I realize that this is expected behavior for this function, but I'm wondering if there's a way to force it to return results (other than just filtering out the value 9 from the COUNTY variable from the data entirely) both so I can run functions like this routinely without having to go back and recode for specific calculations and to return confidence intervals and coefficients of variation for the values that return either 0% or 100% (such as the value 9 in the COUNTY variable).
Yes, there is!
Basically, the issue is that you don't have a factor, you have a number . When you convert it to a factor, R has to guess what the possible levels are, and guesses that the observed levels are the only possible ones. If you do the conversion separately for each subgroup, you'll run into problems when the same factor levels aren't present in each subgroup.

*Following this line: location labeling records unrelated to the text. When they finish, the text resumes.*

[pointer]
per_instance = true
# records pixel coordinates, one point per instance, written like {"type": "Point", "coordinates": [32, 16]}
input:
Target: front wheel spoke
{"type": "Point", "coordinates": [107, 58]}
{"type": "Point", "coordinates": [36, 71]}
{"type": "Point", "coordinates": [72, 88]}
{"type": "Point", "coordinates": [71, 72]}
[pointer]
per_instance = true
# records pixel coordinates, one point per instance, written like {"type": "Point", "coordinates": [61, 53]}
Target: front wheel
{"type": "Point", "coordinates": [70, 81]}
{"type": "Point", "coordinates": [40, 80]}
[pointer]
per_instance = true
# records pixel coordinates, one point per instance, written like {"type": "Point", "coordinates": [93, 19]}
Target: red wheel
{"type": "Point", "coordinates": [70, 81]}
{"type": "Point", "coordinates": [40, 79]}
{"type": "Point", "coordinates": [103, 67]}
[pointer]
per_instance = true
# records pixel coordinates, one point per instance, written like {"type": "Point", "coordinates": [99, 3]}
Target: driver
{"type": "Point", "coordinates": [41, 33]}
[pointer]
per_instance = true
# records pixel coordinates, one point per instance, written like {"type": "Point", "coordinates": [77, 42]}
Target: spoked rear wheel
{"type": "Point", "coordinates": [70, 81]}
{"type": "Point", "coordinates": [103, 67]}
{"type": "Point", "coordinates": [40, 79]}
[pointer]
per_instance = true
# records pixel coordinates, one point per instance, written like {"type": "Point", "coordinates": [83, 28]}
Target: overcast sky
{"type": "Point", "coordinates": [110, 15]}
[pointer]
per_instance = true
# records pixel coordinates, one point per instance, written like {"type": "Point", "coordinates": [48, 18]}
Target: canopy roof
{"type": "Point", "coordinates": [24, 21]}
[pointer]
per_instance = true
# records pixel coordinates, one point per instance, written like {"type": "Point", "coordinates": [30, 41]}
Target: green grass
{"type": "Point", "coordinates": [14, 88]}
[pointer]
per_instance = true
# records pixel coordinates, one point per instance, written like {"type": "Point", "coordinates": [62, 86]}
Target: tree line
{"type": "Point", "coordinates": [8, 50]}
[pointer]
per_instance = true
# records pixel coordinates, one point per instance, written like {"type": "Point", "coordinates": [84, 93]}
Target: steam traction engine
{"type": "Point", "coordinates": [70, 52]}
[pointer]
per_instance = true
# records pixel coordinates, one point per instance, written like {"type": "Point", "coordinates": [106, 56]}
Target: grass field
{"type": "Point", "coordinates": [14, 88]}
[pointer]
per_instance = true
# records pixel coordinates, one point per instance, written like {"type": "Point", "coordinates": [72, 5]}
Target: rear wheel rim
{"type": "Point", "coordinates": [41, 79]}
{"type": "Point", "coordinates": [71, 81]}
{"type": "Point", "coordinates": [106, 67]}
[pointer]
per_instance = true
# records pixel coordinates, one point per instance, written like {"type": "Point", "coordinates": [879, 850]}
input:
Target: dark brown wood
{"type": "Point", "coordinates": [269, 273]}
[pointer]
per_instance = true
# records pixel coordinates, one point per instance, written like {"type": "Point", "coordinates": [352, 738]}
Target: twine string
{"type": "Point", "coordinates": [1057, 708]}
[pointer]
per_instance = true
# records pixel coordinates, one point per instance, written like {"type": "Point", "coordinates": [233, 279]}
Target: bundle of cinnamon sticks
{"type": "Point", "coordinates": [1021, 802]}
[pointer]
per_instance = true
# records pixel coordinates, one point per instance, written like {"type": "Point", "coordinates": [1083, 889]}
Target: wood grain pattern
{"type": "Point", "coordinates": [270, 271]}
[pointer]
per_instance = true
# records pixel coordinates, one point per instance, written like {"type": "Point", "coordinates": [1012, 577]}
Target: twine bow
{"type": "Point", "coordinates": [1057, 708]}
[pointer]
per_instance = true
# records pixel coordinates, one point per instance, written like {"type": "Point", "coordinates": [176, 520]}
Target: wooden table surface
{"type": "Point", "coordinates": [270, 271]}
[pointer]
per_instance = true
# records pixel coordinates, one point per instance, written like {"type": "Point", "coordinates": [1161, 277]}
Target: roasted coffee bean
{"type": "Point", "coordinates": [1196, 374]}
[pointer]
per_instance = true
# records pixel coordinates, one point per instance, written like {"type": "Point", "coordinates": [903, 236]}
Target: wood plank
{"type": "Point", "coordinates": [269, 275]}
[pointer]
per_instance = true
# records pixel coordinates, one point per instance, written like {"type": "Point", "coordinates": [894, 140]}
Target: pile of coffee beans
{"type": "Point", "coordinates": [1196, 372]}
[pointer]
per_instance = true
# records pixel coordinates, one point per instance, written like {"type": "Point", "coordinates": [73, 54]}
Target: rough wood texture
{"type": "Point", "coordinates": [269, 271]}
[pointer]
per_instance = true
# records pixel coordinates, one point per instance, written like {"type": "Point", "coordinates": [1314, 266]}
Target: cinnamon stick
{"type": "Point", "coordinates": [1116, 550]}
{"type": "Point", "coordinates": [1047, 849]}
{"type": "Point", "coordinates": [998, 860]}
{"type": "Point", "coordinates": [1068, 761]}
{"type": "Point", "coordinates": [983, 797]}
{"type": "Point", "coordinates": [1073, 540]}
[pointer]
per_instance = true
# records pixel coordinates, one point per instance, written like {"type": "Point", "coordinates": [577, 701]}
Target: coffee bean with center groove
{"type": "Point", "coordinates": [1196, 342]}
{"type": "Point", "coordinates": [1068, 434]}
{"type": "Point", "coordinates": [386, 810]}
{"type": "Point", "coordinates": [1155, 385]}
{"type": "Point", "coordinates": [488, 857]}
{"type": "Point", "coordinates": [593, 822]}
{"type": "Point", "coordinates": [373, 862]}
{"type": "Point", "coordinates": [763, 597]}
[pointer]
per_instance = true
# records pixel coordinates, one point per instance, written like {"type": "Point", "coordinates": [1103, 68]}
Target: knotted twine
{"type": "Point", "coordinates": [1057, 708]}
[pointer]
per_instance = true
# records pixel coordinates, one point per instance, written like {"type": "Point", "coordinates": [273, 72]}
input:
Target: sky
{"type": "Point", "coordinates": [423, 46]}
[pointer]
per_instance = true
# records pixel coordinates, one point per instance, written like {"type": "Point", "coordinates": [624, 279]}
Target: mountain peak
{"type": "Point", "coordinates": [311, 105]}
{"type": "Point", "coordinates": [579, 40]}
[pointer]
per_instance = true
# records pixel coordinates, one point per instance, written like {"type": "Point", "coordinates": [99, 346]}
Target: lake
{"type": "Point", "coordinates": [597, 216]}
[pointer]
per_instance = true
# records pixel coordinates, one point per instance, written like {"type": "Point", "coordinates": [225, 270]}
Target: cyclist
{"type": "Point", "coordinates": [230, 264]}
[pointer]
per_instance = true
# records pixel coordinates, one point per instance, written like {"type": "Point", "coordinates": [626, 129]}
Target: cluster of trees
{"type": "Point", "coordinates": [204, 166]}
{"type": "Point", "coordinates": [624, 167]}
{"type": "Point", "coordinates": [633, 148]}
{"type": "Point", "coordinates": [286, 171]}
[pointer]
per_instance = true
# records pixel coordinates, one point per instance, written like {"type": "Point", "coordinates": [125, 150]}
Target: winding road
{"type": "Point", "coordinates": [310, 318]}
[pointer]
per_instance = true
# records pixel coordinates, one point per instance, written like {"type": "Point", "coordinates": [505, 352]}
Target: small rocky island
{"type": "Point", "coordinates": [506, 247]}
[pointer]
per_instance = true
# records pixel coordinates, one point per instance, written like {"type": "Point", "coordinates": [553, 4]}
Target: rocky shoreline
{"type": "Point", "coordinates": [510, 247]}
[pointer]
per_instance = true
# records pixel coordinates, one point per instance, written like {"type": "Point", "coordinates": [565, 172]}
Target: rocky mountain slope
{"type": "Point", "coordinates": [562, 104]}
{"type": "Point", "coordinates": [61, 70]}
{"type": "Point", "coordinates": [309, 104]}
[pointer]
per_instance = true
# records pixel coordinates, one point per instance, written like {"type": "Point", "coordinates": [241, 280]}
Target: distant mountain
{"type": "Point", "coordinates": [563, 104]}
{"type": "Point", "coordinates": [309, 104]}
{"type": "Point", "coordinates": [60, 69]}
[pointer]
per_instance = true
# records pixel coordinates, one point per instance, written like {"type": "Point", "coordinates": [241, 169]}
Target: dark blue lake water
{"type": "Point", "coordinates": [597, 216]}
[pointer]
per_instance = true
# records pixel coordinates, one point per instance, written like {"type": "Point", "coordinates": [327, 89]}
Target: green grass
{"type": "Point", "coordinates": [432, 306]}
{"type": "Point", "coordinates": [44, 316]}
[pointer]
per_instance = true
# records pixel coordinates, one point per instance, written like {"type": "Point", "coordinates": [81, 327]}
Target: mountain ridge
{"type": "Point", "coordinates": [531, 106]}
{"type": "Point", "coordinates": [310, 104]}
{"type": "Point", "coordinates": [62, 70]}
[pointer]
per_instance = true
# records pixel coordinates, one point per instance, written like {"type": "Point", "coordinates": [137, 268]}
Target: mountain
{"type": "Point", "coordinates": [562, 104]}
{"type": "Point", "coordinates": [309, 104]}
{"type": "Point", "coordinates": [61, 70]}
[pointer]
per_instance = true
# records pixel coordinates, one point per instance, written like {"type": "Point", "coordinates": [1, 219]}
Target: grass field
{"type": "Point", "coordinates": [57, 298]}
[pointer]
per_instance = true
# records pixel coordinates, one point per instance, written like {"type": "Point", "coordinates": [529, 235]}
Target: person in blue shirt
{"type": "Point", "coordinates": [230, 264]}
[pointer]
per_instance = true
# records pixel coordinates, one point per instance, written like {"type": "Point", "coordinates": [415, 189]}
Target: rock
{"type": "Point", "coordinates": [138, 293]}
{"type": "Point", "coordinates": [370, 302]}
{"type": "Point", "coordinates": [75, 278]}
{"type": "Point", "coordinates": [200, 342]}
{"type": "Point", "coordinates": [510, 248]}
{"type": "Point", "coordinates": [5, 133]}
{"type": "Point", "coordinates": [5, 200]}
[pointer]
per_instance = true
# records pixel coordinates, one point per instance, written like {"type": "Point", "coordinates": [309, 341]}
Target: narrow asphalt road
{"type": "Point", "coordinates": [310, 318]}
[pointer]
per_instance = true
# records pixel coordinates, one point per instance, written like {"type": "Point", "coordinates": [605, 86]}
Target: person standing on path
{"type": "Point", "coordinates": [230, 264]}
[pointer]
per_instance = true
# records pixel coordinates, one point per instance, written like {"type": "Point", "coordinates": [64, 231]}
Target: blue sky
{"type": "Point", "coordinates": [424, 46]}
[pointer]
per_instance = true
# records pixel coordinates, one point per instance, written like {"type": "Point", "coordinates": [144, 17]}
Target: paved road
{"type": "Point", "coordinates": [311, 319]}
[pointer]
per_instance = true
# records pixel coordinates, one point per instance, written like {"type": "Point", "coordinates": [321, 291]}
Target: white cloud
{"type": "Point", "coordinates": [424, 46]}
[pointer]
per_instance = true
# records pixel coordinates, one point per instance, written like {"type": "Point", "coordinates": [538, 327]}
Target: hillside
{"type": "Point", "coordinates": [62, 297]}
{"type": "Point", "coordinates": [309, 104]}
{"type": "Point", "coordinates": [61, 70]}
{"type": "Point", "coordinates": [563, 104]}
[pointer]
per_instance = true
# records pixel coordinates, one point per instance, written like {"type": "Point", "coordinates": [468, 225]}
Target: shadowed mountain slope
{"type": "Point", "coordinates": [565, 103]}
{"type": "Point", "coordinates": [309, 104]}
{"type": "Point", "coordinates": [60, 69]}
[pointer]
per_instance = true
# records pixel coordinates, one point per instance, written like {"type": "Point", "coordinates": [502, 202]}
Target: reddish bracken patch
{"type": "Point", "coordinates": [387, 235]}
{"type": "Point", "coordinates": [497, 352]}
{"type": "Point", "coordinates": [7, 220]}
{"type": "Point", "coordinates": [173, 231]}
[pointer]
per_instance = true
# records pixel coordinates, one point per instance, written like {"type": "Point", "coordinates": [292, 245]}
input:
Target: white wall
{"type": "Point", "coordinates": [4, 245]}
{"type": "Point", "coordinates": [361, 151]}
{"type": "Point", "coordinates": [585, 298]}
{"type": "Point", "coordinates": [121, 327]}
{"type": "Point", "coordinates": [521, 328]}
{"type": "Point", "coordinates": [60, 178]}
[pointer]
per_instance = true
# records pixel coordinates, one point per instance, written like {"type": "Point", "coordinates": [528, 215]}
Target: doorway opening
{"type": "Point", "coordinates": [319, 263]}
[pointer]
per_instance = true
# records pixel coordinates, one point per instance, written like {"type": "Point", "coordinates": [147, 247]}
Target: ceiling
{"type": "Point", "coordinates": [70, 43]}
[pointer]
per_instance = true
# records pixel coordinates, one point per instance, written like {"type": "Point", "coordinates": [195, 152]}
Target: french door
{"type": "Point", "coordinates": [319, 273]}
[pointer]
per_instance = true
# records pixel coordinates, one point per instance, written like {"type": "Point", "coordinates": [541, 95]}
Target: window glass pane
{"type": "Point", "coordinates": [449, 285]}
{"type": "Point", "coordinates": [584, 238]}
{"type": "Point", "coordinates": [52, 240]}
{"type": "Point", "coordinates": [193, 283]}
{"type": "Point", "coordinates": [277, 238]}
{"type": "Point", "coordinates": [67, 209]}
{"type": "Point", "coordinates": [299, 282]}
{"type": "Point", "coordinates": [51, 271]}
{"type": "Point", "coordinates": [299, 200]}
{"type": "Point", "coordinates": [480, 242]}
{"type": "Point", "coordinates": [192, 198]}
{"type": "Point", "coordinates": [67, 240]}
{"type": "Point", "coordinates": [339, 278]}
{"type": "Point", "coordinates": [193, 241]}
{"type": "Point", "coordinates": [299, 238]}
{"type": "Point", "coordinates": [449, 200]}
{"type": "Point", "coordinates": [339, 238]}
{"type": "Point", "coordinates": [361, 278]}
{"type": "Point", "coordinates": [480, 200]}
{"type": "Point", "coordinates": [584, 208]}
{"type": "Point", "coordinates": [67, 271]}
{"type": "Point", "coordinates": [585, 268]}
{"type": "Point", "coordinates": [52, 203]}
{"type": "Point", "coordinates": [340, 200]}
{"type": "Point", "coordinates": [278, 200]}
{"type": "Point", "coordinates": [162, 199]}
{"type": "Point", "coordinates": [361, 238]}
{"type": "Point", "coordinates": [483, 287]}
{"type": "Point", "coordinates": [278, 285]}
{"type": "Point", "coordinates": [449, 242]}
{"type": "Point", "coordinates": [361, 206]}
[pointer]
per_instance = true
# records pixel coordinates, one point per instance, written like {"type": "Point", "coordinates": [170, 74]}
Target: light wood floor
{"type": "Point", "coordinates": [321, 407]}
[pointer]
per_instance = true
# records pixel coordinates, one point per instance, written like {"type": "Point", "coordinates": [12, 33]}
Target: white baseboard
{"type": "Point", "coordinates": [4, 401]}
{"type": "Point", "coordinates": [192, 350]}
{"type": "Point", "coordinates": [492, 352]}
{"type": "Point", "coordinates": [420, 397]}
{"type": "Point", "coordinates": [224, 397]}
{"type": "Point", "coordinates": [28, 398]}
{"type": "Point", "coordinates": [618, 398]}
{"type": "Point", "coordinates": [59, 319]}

The solution is to convert your variable to a factor either in advance (so all the values are present) or with explicit specification of the possible levels.
In advance
dsgn <- update(dsgn, smoking_factor=factor(smoking))
svyby(~smoking_factor, ~COUNTY, na.rm=TRUE, dsgn, svymean, vartype=c("ci", "cv"))
With explicit specification
svyby(~factor(SMOKING,levels=c(1,2)), ~COUNTY, na.rm=TRUE, dsgn, svymean, vartype=c("ci", "cv"))
The same problem happens with character strings, and in that context is explicitly described on the help page for svyby
in the Note
section. There's also a blog post here.